Nov 13 17:07:11 	php-fpm[98341]: /rc.openvpn: OpenVPN: One or more OpenVPN tunnel endpoints may have changed its IP. Reloading endpoints that may use GW_WAN.
Nov 13 17:07:10 	check_reload_status: Reloading filter
Nov 13 17:07:10 	check_reload_status: Restarting OpenVPN tunnels/interfaces
Nov 13 17:07:10 	check_reload_status: Restarting ipsec tunnels
Nov 13 17:07:10 	check_reload_status: updating dyndns GW_WAN

Note that I have configured "OpenVPN" and "Ipsec" but currently both of them are disabled. "Dyndns" isn't even configured…

Neither "Snort" nor "pfBlockerNG" printed informative lines. "pfBlockerNG" ran its sync process just before:


Nov 13 17:04:01 	php: pfblockerng.php: [pfBlockerNG] Starting sync process.

PS: I increased the log file sizes in order to hopefully not miss some of the information.

David_W

@Inperpetuammemoriam:

The problem occurred again today and - happily before they where overwritten - I managed to get some of the log entries. In the gateway log this line seems to be suspicious since it marks the beginning of increased packet loss:
Nov 13 17:07:10 	apinger: Starting: /usr/local/sbin/pfSctl -c 'service reload dyndns GW_WAN' -c 'service reload ipsecdns' -c 'service reload openvpn GW_WAN' -c 'filter reload'

You're mixing up cause and effect. That line, and all the other log entries you mention, are what happens when apinger detects your gateway changes state (up -> down, or down -> up). Some of the logged actions might amount to a no-op, depending on your configuration.

Either apinger is correctly detecting your gateway is going down randomly, or apinger is malfunctioning. apinger can be rather troublesome and is, I believe, due for replacement for pfSense 2.3. With a single WAN you can run without apinger enabled if you wish: System -> Routing, Gateways tab, 'e' next to your gateway, check 'Disable gateway monitoring' and Save. Rather than disabling gateway monitoring, you might find it better to tweak the monitoring thresholds using the Advanced button on that page.

Inperpetuammemoriam

Thank you for your hints!

I have set some of the values to what I would consider more conservative ones:

high latency threshold: 1000
high packet loss threshold: 50

I will try to let you know about the outcome as soon as possible. I am however still wondering why "Snort" and "pfBlockerNG" are preventing the gateway to go up again…

Either apinger is correctly detecting your gateway is going down randomly, or apinger is malfunctioning. apinger can be rather troublesome and is,

Could misbehaviour of "apinger" cause the gateway to go down (and the internet connectivity with it) or am I again mixing cause and effect?

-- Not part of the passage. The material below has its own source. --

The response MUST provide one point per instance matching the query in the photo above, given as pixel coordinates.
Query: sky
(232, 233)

I believe, due for replacement for pfSense 2.3.

Where did you get that information?

David_W

apinger is the component that current versions of pfSense use to monitor gateways - whether each gateway is up or down, also working out latency and packet loss. Unfortunately, apinger is a rather troublesome program, as searches of this forum and especially Redmine will attest.

There have been various comments endorsing the desirability of replacing apinger, such as Chris Buechler's comment on Redmine #4081 suggesting pfSense 2.3 will use something different.

What is clear is that apinger thinks your gateway is going down, and pfSense is responding accordingly. What is unclear is whether your gateway is actually going down, or whether apinger is falsely concluding the gateway is down when it is not.

If you are experiencing problems with apinger, it can help to check 'State Killing on Gateway Failure' in System -> Advanced, Miscellaneous tab. This option is arguably named incorrectly - it should really be called 'No state killing on gateway failure'. When checked, it stops pfSense from resetting all states using a gateway when that gateway is reported to have gone down.